Rick Jager, MTA spokesman, notes that eight lines will also be augmented. But overall, the system is losing 305,000 hours of bustime, saving $20 million per year.

“People hate change,” Jager says. “Anytime there's talk about modifying services, people are concerned about that — because it changes their routine.”

Former transit official Thomas Rubin debunks the notion that 42 percent ridership is a low figure, via LA Streetsblog:

Unlike an airline flight from LAX to JFK, Metro buses make many stops along their routes to pick up and drop off passengers. Bus scheduling is developed around the maximum carrying capacity of a bus at the peak load point of the route during the peak ridership period. This means that, for much of the day, and for most of even the busiest bus trips, there are a lot of empty seats. That's the nature of the transit business.

Art Leahy, CEO of the MTA, was given op-ed space in the LA Daily News today to defend the June cuts. He talks for a bit about all the lovely new subway stations — “Witness the Kodak Theater, home of the Oscars, which sits atop a Metro Rail station, the lodestone of sports and entertainment … at Staples Center downtown, and plans by NBC/Universal to relocate their headquarters above the … Universal City station” — and pats himself on the back for cracking down on bus promptness since he stepped into office almost three years ago.

(The Bus Riders Union, on the other hand, notes that over the last four years, L.A. city bus ridership has decreased 12 percent. Leahy would attribute that to subway and municipal bus-system growth, but the union calls BS.)

In his piece, Leahy breaks out all the classic MTA stops:

“Angelenos voted with their pocketbooks for a new more balanced transit system that would move people cheaper and often faster than they could slog through congested streets and freeways. They voted to retain a solid bus program and fare subsidies, but they also voted for a massive expansion of rail. We need both. …

That doesn't mean the pendulum has swung back to rail. It means we must finally recognize the dynamics of transit here are changing. Rather than duplicating bus and rail routes and wasting scarce public resources, we must better integrate the various public transit services.”

In East L.A., commuters would tell you a different story. The replacement of the 30 and 31 bus lines with the Gold Line subway has meant many more blocks of walk time, which doesn't work well for the elderly and disabled (or anyone with time constraints).

And an in-the-works $930 million Expo Line, which the MTA will use to justify the shrinking of eight South L.A. bus lines later this year, is going to leave many crannies of the city inaccessible via public transit. Subways are less flexible than buses — with fewer stops and hardly any turns.

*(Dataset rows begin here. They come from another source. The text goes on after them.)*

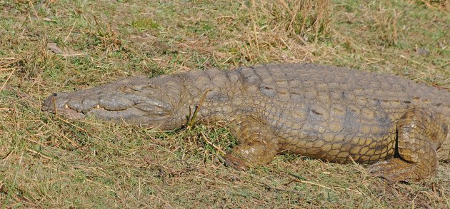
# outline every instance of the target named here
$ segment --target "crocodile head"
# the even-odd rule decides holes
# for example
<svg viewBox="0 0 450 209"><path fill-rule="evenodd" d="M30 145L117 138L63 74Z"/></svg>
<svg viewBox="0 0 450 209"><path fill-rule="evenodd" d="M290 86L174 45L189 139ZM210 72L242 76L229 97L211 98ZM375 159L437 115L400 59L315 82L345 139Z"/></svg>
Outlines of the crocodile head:
<svg viewBox="0 0 450 209"><path fill-rule="evenodd" d="M179 83L132 77L71 93L55 93L42 109L69 118L92 116L137 125L166 129L179 127L186 115L180 109Z"/></svg>

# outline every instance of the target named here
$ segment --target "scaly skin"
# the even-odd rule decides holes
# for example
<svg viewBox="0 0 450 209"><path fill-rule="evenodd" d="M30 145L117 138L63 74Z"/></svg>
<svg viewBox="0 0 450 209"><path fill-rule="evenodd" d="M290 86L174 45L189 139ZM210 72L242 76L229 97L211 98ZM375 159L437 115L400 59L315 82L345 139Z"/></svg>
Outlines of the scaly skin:
<svg viewBox="0 0 450 209"><path fill-rule="evenodd" d="M59 93L44 110L95 116L162 130L197 118L231 121L240 144L226 164L243 169L293 152L337 163L371 164L390 183L416 181L450 160L450 92L391 75L315 64L211 69L134 77ZM56 107L56 110L55 110Z"/></svg>

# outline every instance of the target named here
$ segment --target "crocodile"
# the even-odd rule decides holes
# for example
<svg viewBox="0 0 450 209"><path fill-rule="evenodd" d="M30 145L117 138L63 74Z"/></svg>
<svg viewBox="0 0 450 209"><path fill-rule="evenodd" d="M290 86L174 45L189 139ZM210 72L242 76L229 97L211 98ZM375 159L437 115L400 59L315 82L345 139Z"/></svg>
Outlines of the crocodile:
<svg viewBox="0 0 450 209"><path fill-rule="evenodd" d="M173 130L226 121L237 170L294 153L369 164L389 183L419 181L450 161L450 91L394 75L314 63L271 63L134 76L51 95L43 110ZM195 114L193 114L195 113Z"/></svg>

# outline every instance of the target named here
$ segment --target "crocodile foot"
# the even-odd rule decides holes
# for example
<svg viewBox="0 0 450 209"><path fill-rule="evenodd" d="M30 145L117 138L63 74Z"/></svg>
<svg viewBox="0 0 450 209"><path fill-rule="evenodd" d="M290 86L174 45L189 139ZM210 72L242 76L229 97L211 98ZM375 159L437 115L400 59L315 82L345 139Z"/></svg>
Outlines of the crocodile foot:
<svg viewBox="0 0 450 209"><path fill-rule="evenodd" d="M387 180L389 184L399 181L415 182L428 175L418 165L417 163L408 163L401 158L392 158L370 165L369 170L372 176Z"/></svg>

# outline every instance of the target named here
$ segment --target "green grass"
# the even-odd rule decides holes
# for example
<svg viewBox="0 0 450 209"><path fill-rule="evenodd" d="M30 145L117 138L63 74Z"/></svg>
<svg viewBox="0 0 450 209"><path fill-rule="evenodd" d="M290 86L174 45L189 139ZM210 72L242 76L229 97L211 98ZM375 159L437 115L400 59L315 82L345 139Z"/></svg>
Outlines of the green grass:
<svg viewBox="0 0 450 209"><path fill-rule="evenodd" d="M223 165L236 144L224 124L158 133L40 111L52 92L124 76L269 62L450 88L449 1L0 1L0 205L450 207L448 164L394 185L363 165L292 155L239 172ZM51 42L83 54L54 54Z"/></svg>

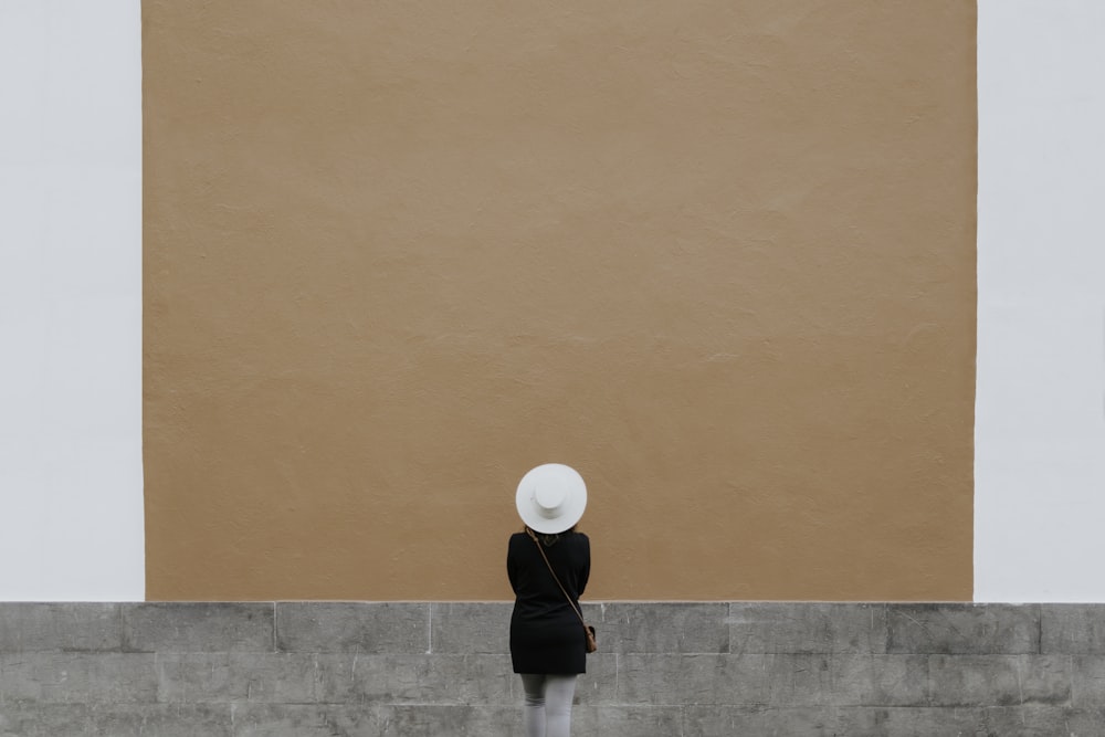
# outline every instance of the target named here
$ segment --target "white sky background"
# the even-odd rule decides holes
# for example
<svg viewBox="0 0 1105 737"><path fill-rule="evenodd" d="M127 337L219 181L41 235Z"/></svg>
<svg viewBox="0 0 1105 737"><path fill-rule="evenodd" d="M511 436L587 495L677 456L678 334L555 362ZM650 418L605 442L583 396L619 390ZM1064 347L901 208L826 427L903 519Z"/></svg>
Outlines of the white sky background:
<svg viewBox="0 0 1105 737"><path fill-rule="evenodd" d="M139 0L0 0L0 600L141 600Z"/></svg>
<svg viewBox="0 0 1105 737"><path fill-rule="evenodd" d="M1105 601L1105 2L979 2L975 599Z"/></svg>

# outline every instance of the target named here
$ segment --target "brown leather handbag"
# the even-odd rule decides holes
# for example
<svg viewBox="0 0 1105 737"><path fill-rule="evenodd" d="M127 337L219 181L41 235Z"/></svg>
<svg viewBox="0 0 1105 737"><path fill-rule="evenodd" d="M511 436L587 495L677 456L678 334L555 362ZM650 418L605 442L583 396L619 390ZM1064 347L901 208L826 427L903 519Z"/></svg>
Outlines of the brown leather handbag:
<svg viewBox="0 0 1105 737"><path fill-rule="evenodd" d="M579 611L579 608L576 606L576 602L571 600L571 597L568 596L567 589L564 588L564 585L560 583L560 579L557 578L556 571L552 570L552 564L549 562L548 556L545 555L545 548L541 547L541 541L537 539L536 535L534 535L534 530L527 527L526 533L529 535L529 539L534 541L534 545L537 546L537 551L541 554L541 558L545 560L545 565L548 566L549 572L552 573L552 580L556 581L556 585L558 587L560 587L560 591L564 593L564 598L568 600L568 603L571 606L571 610L576 612L576 617L579 618L579 623L583 625L583 634L587 636L587 652L593 653L596 650L599 649L599 643L594 639L594 628L583 621L582 612Z"/></svg>

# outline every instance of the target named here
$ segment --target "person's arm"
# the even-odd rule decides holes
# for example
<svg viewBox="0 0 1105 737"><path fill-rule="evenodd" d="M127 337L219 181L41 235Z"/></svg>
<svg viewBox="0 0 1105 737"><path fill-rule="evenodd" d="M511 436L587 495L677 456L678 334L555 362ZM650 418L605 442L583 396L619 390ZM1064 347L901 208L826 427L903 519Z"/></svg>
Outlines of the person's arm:
<svg viewBox="0 0 1105 737"><path fill-rule="evenodd" d="M587 580L591 577L591 540L586 535L583 535L583 565L579 569L579 576L577 580L579 581L579 591L577 597L583 596L583 589L587 588Z"/></svg>
<svg viewBox="0 0 1105 737"><path fill-rule="evenodd" d="M511 543L507 545L506 549L506 577L511 579L511 590L515 594L518 593L518 561L517 555L514 550L514 538L511 538Z"/></svg>

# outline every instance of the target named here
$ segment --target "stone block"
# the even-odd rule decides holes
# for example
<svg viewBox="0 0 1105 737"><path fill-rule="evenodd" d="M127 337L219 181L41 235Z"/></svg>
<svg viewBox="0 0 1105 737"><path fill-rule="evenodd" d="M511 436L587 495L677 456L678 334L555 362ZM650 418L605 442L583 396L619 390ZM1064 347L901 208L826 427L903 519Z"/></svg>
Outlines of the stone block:
<svg viewBox="0 0 1105 737"><path fill-rule="evenodd" d="M583 608L607 653L727 653L726 603L607 603Z"/></svg>
<svg viewBox="0 0 1105 737"><path fill-rule="evenodd" d="M431 652L509 653L512 609L512 604L503 603L431 604Z"/></svg>
<svg viewBox="0 0 1105 737"><path fill-rule="evenodd" d="M577 704L618 704L618 672L620 656L613 653L591 653L587 656L587 673L576 681ZM509 667L509 665L508 665ZM522 701L522 683L514 676L512 689Z"/></svg>
<svg viewBox="0 0 1105 737"><path fill-rule="evenodd" d="M326 663L305 653L175 653L157 659L168 704L315 704L326 701Z"/></svg>
<svg viewBox="0 0 1105 737"><path fill-rule="evenodd" d="M1071 657L1071 668L1072 706L1105 707L1105 655L1074 655Z"/></svg>
<svg viewBox="0 0 1105 737"><path fill-rule="evenodd" d="M0 699L0 737L97 735L85 704L6 704Z"/></svg>
<svg viewBox="0 0 1105 737"><path fill-rule="evenodd" d="M886 652L884 604L765 602L729 604L729 652Z"/></svg>
<svg viewBox="0 0 1105 737"><path fill-rule="evenodd" d="M886 652L1032 654L1040 652L1035 604L888 604Z"/></svg>
<svg viewBox="0 0 1105 737"><path fill-rule="evenodd" d="M517 678L502 655L319 655L318 673L323 701L381 706L509 706Z"/></svg>
<svg viewBox="0 0 1105 737"><path fill-rule="evenodd" d="M571 713L571 734L601 735L602 737L672 737L684 734L682 706L642 706L619 704L611 706L578 706ZM522 709L515 717L517 727L509 733L523 737Z"/></svg>
<svg viewBox="0 0 1105 737"><path fill-rule="evenodd" d="M821 655L662 655L619 657L620 704L780 706L829 696Z"/></svg>
<svg viewBox="0 0 1105 737"><path fill-rule="evenodd" d="M834 707L692 706L686 710L686 726L682 734L685 737L834 737L841 734L865 734L839 731L836 714Z"/></svg>
<svg viewBox="0 0 1105 737"><path fill-rule="evenodd" d="M273 652L271 603L123 604L124 646L131 652Z"/></svg>
<svg viewBox="0 0 1105 737"><path fill-rule="evenodd" d="M129 704L157 701L154 655L0 655L0 703Z"/></svg>
<svg viewBox="0 0 1105 737"><path fill-rule="evenodd" d="M430 652L430 604L280 602L276 644L284 652Z"/></svg>
<svg viewBox="0 0 1105 737"><path fill-rule="evenodd" d="M1070 659L1059 655L932 655L936 706L1067 706Z"/></svg>
<svg viewBox="0 0 1105 737"><path fill-rule="evenodd" d="M90 730L110 737L234 737L229 704L99 705L90 709Z"/></svg>
<svg viewBox="0 0 1105 737"><path fill-rule="evenodd" d="M377 709L346 704L233 704L233 737L380 737ZM409 734L445 735L448 731Z"/></svg>
<svg viewBox="0 0 1105 737"><path fill-rule="evenodd" d="M1040 651L1070 655L1105 655L1105 607L1041 604Z"/></svg>
<svg viewBox="0 0 1105 737"><path fill-rule="evenodd" d="M929 703L925 655L831 655L825 698L836 706L925 706Z"/></svg>
<svg viewBox="0 0 1105 737"><path fill-rule="evenodd" d="M499 731L503 725L491 724L487 712L476 706L455 705L411 705L383 706L377 709L381 737L408 737L409 735L456 735L457 737L484 737L485 735L511 734Z"/></svg>
<svg viewBox="0 0 1105 737"><path fill-rule="evenodd" d="M119 651L119 604L4 603L0 653Z"/></svg>

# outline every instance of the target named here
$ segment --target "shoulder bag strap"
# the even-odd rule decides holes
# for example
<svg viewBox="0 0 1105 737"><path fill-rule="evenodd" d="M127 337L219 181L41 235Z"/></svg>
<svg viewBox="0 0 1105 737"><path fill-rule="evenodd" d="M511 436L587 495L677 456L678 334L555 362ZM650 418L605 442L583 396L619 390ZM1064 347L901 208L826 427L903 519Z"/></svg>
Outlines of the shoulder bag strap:
<svg viewBox="0 0 1105 737"><path fill-rule="evenodd" d="M529 535L529 539L532 539L534 544L537 546L537 551L541 554L541 558L545 560L545 565L548 566L549 572L552 573L552 580L556 581L556 585L560 587L560 591L564 593L564 598L568 600L568 604L571 607L571 610L576 612L576 617L579 618L579 623L582 624L583 629L586 630L587 622L583 621L583 614L582 612L579 611L579 608L576 607L576 602L571 600L571 597L568 596L568 591L564 588L564 585L560 583L560 579L557 578L556 571L552 570L552 564L549 562L548 556L545 555L545 549L541 547L541 541L537 539L536 535L534 535L534 530L529 529L528 527L526 528L526 534Z"/></svg>

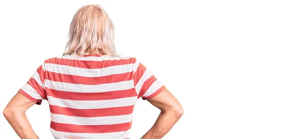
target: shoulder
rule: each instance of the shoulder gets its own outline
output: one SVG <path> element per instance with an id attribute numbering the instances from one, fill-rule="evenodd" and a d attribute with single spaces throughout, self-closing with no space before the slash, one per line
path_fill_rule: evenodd
<path id="1" fill-rule="evenodd" d="M 104 60 L 114 60 L 119 61 L 122 62 L 125 62 L 128 64 L 134 64 L 136 63 L 137 60 L 135 57 L 128 56 L 113 56 L 111 55 L 106 55 L 104 57 Z"/>

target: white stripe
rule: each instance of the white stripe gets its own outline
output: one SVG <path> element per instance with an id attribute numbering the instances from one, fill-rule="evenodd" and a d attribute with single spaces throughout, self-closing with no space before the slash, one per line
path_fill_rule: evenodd
<path id="1" fill-rule="evenodd" d="M 132 114 L 97 117 L 70 116 L 51 113 L 51 121 L 76 125 L 108 125 L 129 122 L 132 120 Z"/>
<path id="2" fill-rule="evenodd" d="M 75 109 L 97 109 L 126 106 L 135 104 L 137 96 L 108 100 L 76 101 L 56 98 L 48 96 L 50 105 Z"/>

Bus riders protested the cuts this morning, then stopped by L.A. City Hall to beg councilmembers to do something about all this. But, as usual, that won't change the fact that the cuts go into affect on Monday. The union's biggest hope at this point is a federal civil-rights investigation into MTA budget decisions that begins in July, hinging on the fact that 92 percent of bus riders are minorities with an average income of $12,000.

“The vast majority of these cuts are going to affect the profoundly poor in this city and the working-class people,” a protester told CBS2 today. “We will never see economic recovery in South L.A. or anywhere else without access to quick, efficient transportation.”

The slightly higher-income black city of Hawthorne had a good showing at the MTA meeting last night. Community members were there to vouch for the 442 — a bus that connects the small city in southeast southwest L.A. County to jobs downtown.

No luck. MTA decided the line will be completely eliminated once a single stop for the 115 is instituted at the Manchester Harbor Transitway Station. For many commuters, this will add hours to their go-between.

Happy Monday, right? At least them Westsiders got their bus lane.